En 1996, des peintres et des sculpteurs indépendants jusque-là non représentés sur la scène artistique officielle, ont demandé aux autorités culturelles de pouvoir fonder leur propre association. De 1996 à 1997, des négociations ont été engagées avec les instances artistiques. En 1998, peintres et sculpteurs s’étant séparés en deux groupes distincts, sept peintres ont été désignés pour préparer les statuts de l’association de peinture, dont le comité de direction a été élu en 1999. Le gouvernement Khatami a donné le feu vert à la création de cette association et lui a alloué des fonds importants. Il faut préciser cependant que l’idée de sa création avait déjà germé avant l’élection du Président réformateur. Cette association de peintres (Andjoman-e honarmandan-e naqqash-e Iran) est une association formelle (avec des statuts officiels), semi-publique, qui coopère avec les instances étatiques, même si elle s’en démarque beaucoup par son esprit d’ouverture aux courants artistiques étrangers comme par son choix de thèmes et de techniques novateurs. Le logo de l’association, qui représente aux dires de membres une palette de peinture, en témoigne. Sept rangées de cinq points, à chaque fois d’une couleur différente, se succèdent entre deux barres noires. Restituant non seulement de façon schématique les couleurs du prisme de la lumière, ces points évoquent aussi selon les membres chacun des individus composant l’association, dans la stricte équivalence de points apposés. La configuration géométrique et abstraite du logo véhicule les conceptions progressistes des artistes-membres, qui affichent sans ambages leur attachement à l’art globalisé, se démarquant du credo artistique (anti-occidental, figuratif et traditionnel) en vigueur depuis la Révolution.

 

En tant que membre, Madame F (entretien à Téhéran en 2008) a retracé l’historique de l’Association des Artistes-Peintres d’Iran, qu’elle dit être née de « conditions politiques particulières », et a insisté sur l’influence non-négligeable que celle-ci a acquise dans la société :

Ce n’est que dans les années 1990 du fait de certaines circonstances politiques survenues en Iran, à la fois par le biais du ministre à Ershad [Ministère de la Culture et de l’Orientation Islamique], du directeur du Musée d’Art Contemporain de Téhéran à l’époque de Khatami, M. ‘Alireza Sami ‘Azar, que quelques peintres pouvaient… Cela avait commencé avant l’arrivée de Khatami mais cela a abouti sous son mandat… que quelques peintres pouvaient travailler ensemble et créer une association.

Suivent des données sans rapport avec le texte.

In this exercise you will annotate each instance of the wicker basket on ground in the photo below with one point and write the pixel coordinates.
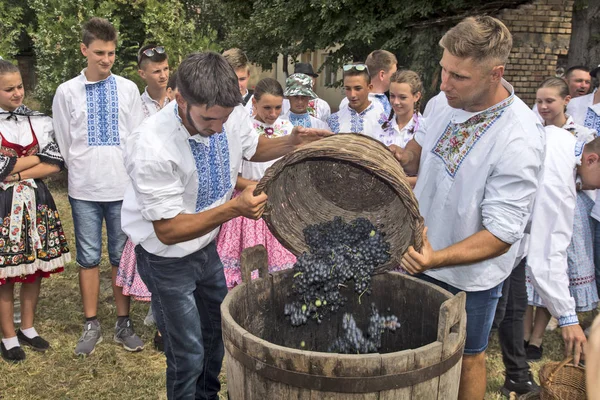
(347, 175)
(562, 381)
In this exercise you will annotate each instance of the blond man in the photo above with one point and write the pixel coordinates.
(478, 171)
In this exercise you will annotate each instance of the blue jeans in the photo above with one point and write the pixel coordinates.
(87, 219)
(187, 293)
(481, 309)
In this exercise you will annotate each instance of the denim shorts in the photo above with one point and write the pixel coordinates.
(87, 218)
(481, 309)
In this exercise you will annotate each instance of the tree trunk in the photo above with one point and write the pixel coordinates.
(584, 48)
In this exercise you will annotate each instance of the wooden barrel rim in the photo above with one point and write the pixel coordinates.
(344, 384)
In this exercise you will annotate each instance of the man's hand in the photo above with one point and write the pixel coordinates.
(402, 155)
(301, 136)
(414, 262)
(575, 340)
(251, 206)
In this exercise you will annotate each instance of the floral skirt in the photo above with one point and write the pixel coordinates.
(128, 277)
(240, 233)
(29, 247)
(580, 258)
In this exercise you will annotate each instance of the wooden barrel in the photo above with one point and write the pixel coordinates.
(421, 360)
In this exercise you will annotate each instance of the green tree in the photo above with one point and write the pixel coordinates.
(11, 27)
(411, 30)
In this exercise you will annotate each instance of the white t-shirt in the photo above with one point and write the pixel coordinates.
(380, 98)
(479, 171)
(368, 122)
(174, 173)
(306, 120)
(151, 106)
(92, 121)
(552, 224)
(282, 127)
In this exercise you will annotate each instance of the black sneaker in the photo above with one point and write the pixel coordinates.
(37, 343)
(159, 344)
(16, 354)
(519, 388)
(534, 353)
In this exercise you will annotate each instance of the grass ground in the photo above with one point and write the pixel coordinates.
(111, 372)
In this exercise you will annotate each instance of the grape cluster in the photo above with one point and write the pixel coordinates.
(354, 341)
(341, 254)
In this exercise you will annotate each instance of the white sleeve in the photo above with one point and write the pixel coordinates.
(323, 110)
(510, 191)
(157, 185)
(551, 231)
(61, 115)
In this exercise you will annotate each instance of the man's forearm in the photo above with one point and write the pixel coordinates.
(476, 248)
(186, 227)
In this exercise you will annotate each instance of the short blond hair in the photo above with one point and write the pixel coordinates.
(380, 60)
(236, 58)
(481, 38)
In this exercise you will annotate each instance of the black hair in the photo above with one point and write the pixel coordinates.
(208, 79)
(98, 29)
(267, 86)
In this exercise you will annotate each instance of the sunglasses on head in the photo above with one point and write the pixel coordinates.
(358, 67)
(152, 51)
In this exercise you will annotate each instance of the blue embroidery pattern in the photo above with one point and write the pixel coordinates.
(103, 113)
(456, 142)
(300, 120)
(387, 107)
(334, 123)
(579, 148)
(212, 164)
(592, 120)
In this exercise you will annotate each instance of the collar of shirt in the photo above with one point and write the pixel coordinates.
(146, 97)
(363, 112)
(461, 116)
(85, 80)
(197, 137)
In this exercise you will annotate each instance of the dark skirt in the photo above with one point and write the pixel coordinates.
(41, 247)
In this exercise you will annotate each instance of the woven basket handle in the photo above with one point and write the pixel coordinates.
(561, 365)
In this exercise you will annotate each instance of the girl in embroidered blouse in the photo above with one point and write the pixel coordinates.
(32, 241)
(552, 98)
(240, 233)
(405, 97)
(404, 120)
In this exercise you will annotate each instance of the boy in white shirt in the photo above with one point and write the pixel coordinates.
(153, 68)
(360, 114)
(382, 65)
(93, 115)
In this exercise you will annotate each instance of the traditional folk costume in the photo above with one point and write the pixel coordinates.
(378, 98)
(241, 232)
(579, 252)
(127, 277)
(32, 241)
(368, 122)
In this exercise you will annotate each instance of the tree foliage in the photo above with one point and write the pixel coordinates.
(411, 30)
(55, 34)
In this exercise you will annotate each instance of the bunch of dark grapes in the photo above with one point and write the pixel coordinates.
(341, 254)
(354, 341)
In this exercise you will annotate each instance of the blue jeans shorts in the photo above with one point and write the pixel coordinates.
(481, 309)
(87, 218)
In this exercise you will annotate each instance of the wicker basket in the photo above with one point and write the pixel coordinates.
(347, 175)
(561, 381)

C’est comme cela que l’association de graphistes est née au même moment que la nôtre, puis celle des sculpteurs, des photographes, des illustrateurs, des calligraphes,… En vérité, des conditions politiques particulières étaient apparues. Peut-être que maintenant, si nous voulions fonder une association, cela ne serait plus possible. La fondation de l’association a eu de l’importance car nous sommes devenus beaucoup plus influents dans la société. Cela a été le cas pour les peintres. Il a été possible de donner une idée de tous ces artistes qui travaillent côte à côte dans la sphère privée. […] Même s’ils [les autorités culturelles] ne font pas toujours appel à nous, nous manifestons notre opposition. Au moins nous pouvons contester.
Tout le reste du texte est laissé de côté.